思わず幸村部長と柳先輩が座っている場所に駆けよった。


「赤也もその子が好きだったの?」

「いや、今までは別になんとも思ってなかったんですけどねー。いざ告白されるとなんかかわいいし好きかもとか思っちゃって!」


「ふぅん。まぁ付き合ってから好きになるっていうのもあるだろうしね。」


「もう返事はしたのか?」

「まだっす!」


そこまで話したところでなんとなく満足し、自分のロッカーを開けた。

鼻歌でも歌いそうな雰囲気でネクタイをゆるめる。



「いや〜、恋って楽しいことばっかりなんすね〜!」


思わずこぼれた言葉

仁王先輩や丸井先輩に聞かれていたら、調子のんな!とか言われてただろう


でも、幸村部長は違った




「そうかな…」


決して大きな声ではないのに、なぜか重みのある
ポツリとこぼされた幸村部長の声に思わず振り返った。



「苦しかったり、もどかしかったり。なかなか辛いことも多いと思うよ。
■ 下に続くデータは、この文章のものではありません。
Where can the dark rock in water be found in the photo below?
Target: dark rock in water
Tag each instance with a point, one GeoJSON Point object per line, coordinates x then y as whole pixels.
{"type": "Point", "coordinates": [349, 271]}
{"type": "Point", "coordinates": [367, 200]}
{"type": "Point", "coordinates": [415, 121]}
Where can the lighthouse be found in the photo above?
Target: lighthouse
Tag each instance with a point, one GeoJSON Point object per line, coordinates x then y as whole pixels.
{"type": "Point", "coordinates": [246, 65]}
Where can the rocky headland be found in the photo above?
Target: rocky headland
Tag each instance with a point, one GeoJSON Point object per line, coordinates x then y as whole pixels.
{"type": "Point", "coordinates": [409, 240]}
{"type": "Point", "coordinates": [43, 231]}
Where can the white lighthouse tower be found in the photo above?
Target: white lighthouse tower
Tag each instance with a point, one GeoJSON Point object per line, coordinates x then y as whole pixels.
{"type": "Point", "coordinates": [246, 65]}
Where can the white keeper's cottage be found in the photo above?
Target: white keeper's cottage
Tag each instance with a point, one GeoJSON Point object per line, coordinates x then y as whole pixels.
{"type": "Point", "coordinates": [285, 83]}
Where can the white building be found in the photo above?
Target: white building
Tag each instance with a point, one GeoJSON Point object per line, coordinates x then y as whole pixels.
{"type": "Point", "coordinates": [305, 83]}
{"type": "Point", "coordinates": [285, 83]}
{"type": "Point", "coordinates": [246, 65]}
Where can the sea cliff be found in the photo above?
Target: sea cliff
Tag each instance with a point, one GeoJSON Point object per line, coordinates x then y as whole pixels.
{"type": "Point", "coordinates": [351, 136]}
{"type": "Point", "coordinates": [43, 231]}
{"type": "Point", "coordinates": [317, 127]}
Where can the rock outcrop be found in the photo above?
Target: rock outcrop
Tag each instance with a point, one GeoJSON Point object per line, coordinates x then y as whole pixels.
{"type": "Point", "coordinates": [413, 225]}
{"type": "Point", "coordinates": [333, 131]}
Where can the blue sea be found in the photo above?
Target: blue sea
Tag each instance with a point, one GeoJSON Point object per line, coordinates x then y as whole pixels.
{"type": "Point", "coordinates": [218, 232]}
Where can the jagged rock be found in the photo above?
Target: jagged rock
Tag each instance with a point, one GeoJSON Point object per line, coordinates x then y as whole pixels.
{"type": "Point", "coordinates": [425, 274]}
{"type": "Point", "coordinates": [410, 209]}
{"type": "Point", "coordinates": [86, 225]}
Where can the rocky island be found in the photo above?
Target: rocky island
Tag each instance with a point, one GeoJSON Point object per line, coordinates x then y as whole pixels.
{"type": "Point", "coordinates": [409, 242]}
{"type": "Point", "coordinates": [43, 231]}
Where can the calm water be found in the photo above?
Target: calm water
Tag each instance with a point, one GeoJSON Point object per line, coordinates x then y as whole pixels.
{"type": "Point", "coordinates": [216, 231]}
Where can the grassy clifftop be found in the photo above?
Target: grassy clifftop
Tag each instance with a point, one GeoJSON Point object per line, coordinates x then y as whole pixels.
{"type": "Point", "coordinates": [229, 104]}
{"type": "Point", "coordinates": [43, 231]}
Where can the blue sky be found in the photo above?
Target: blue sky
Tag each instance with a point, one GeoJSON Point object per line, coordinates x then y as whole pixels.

」


でもどんなに苦しくても、最後は楽しいものだと思うけどね


そう言って笑った部長の周りは
太陽の光がふわりと当たっていて
光で浮かび上がる空気中の細かい粒が、より神秘的な、絵本のような雰囲気を作り上げていた。




きっと幸村部長には
苦しくなったりもどかしくなったりするほど、想う人がいるんだ。
そしてその恋は、まだ叶っていない…?その優しいのに真剣さを含んだ眼差しは
さっき俺に告白してくれた女の子のものによく似ていた。



なんだろう

心に何か引っかかりを感じて、ロッカーの扉に備え付けてある鏡を覗いた。









あぁ…

そうか


違うんだ。





俺のこの気持ちは、恋じゃないんだ
きっと



ただ少し、浮かれていただけなんだ。








「よーっし!いっちばーん!」



その時、勢いよくドアが開き丸井先輩と仁王先輩が入ってきた。



「どうやらビリは名字のようじゃの」


「あ…あんたら2人にっ…わたしが勝てるわけ、ないでしょ!」

そして最後にヨロヨロになった名字先輩が肩で息をしながら入ってきた


「ま、名字が俺と仁王にジュース奢るってことで!」

「やだー!私は賭けには参加しないって言ったでしょ!」


「走った時点で参加したも同然じゃ」

「それはあんたらが勝手に走り出すからっ」


3人でまだワーワー騒いでいる。

俺や柳先輩、幸村部長は何だか蚊帳の外だ。

なんだかんだ言って、この3人仲いいよなぁ……あ?



「ふーん。じゃぁ俺も買ってもらおうかな」

「いだだだっ」

そんな置いてけぼり状態をやぶるように、幸村部長は名字先輩の頭にわしゃわしゃと触れた。








やっぱり、あの告白は断ろう
このまま付き合っても結局あの子を傷付ける結果になりかねない。



先輩達の声を遠くに聞きながら
さっきの女の子や、幸村部長を頭に浮かべた。



俺もあんな風に、無意識に顔に出てしまうほどに
誰かに片思いする日がくるんだろうか。

自分の未知の感情に
戸惑うだろうなと思いつつも、
そんな日はいつだろうと
少しわくわくしている自分がいた。